Today’s feast celebrates an impossibility. How could a human being give birth to God? This feast proclaims God’s unutterable closeness, expressed in life-giving paradox. Aaron is told to bless Israel, saying: “The Lord let his face shine upon you, and be gracious to you! / The Lord look upon you kindly and give you peace!” But God tells Moses: “You cannot see my face, for no one can see me and live” (Exod 33:20). Israel longs for what could seemingly destroy her.

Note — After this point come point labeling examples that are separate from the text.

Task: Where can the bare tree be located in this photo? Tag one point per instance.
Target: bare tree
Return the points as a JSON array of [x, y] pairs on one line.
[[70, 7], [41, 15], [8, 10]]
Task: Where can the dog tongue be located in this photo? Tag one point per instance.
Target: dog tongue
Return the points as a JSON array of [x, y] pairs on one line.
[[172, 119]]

But in Jesus, God’s face at last becomes visible. Mary’s motherhood is not merely a biological fact. Her smiles brought to light the radiant smile for which Israel had longed. Among the first to see that face were the shepherds, people who were “faceless” and of no account.
Friends of mine adopted a Vietnamese baby, Ben, orphaned by the war. He never smiled, for no one had ever smiled at him before. One day, as we prepared for Mass, he amazed us with his first smile, the fruit of the love of his adoptive parents.
God has smiled on us. We did not die, but he did, that joy might be eternal. Mick Jagger of the Rolling Stones sang: “You don’t want to walk and talk about Jesus / You just want to see his face.” Every Christian has the maternal task of bringing the divine life-giving smile to birth in others, especially on the faces of those who are despised or unnoticed.